SCEC Award Number 12142 View PDF
Proposal Category Individual Proposal (Data Gathering and Products)
Proposal Title Accelerating CyberShake SGT Calculations on Heterogeneous Supercomputers
Investigator(s)
Name Organization
Yifeng Cui University of California, San Diego
Other Participants Zhou, Jun, GSR at UCSD
SCEC Priorities 6e, 4e, 6a SCEC Groups CME, GMP, CS
Report Due Date 03/15/2013 Date Report Submitted N/A
Project Abstract
With SCEC 2012 core support, we have developed a highly scalable and efficient GPU-based finite-difference code (AWP-ODC-GPU, hereafter abbreviated AWP) for earthquake simulation through high throughput, memory locality, communication reduction and communication / computation overlap. We achieved perfect linear speedup on Cray XK7 Titan at ORNL and NCSA’s Blue Waters system. AWP’s excellent performance is demonstrated by simulating realistic 0-10 Hz earthquake ground motions, through small-scale complexity in the fault surface and surrounding crustal structure. Moreover, we show that AWP provides a speedup in key strain tensor calculations critical to probabilistic seismic hazard analysis by a factor of 110.
Intellectual Merit The successful development of this GPU-based code provides realistic ground motion estimates from large surface rupturing earthquakes, that provide a critical basis for developing improved Ground Motion Prediction Equations (GMPEs) for large crustal earthquakes at short distances from the fault, where data is sparse or absent. The physics-based calculation of California-wide hazard curves up to 1Hz provides the basis for yet another check of the GMPEs and understanding their limitations. Deterministic earthquake scenario simulation of wave propagation at frequencies up to 10 Hz with low near-surface wave speeds is important for earthquake engineers to scrutinize for potential use in design, to illuminate crustal scattering processes and to provide a reality check for the deterministic-stochastic methods on the SCEC Broadband Platform.
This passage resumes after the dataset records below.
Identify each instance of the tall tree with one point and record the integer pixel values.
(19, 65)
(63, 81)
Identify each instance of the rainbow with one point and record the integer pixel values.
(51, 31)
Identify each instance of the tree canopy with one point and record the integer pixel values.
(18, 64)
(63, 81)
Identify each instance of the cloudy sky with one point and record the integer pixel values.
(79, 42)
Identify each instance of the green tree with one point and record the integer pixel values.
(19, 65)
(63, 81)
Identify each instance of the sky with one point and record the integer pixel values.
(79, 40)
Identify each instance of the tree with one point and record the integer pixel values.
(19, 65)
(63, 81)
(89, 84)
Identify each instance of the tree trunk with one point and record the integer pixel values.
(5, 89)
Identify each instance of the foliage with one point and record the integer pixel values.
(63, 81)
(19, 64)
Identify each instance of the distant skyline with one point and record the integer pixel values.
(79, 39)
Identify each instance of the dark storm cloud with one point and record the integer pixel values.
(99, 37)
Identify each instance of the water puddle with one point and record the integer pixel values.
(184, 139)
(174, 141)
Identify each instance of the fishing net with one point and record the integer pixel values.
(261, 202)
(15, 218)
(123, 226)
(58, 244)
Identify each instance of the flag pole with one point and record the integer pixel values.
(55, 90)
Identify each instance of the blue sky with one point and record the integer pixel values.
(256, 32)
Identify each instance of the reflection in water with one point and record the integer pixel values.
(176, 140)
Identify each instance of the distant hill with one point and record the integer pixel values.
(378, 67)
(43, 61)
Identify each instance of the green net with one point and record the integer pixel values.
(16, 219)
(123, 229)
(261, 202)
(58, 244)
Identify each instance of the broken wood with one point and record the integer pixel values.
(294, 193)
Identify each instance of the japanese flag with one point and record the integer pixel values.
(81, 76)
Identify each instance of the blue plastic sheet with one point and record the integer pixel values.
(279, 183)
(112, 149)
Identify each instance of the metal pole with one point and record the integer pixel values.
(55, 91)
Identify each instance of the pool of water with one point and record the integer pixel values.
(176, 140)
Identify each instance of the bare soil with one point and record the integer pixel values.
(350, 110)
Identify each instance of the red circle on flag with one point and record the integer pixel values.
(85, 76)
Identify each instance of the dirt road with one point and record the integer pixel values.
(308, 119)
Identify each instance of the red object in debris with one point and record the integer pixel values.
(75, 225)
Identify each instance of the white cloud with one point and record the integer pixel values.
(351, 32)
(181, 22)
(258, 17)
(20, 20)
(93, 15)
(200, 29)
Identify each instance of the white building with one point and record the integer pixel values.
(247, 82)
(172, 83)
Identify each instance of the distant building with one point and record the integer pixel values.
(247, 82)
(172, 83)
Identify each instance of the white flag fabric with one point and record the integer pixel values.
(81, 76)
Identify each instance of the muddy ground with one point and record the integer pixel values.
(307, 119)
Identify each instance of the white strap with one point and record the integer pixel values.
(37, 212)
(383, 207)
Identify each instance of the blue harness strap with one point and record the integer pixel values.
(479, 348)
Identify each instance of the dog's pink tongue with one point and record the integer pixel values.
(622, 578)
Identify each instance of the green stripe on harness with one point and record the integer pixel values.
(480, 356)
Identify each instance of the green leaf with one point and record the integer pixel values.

Broader Impacts Improved seismic modeling will help inform urban planning, seismic design provisions in building codes, performance-based earthquake engineering, and disaster planning. The use of the AWP-SGT code is expected to save up to 500 million hours of computation required for the proposed statewide CyberShake 3.0 model, in addition to reducing dramatically the time-to-solution. This effort will expand our outreach plan to take advantage of the SCEC implementation interface to develop a dialog among user communities, and eventually further Earth system research and provide improved seismic hazard analysis and a road map to engineer safer structures. Finally, graduate students will gain valuable research collaboration experience from this effort.
Exemplary Figure Figure 7: Snapshots of 10-Hz rupture propagation (slip rate) and surface wavefield (strike-parallel component) for a crustal model (top) without and (bottom) with a statistical model of small-scale heterogeneities. The displayed geometrical complexities on the fault were included in the rupture simulation. The associated synthetic strike-parallel component seismograms are superimposed as black traces on the surface at selected sites. The part of the crustal model located in front of the fault has been lowered for a better view. Note the strongly scattered wavefield in the bottom snapshot due to the small-scale heterogeneities. (Credits: Simulation: Efecan Poyraz and Yifeng Cui of SDSC, Kyle Withers and Kim Olsen of SDSU. Visualization: Amit Chourasia of SDSC).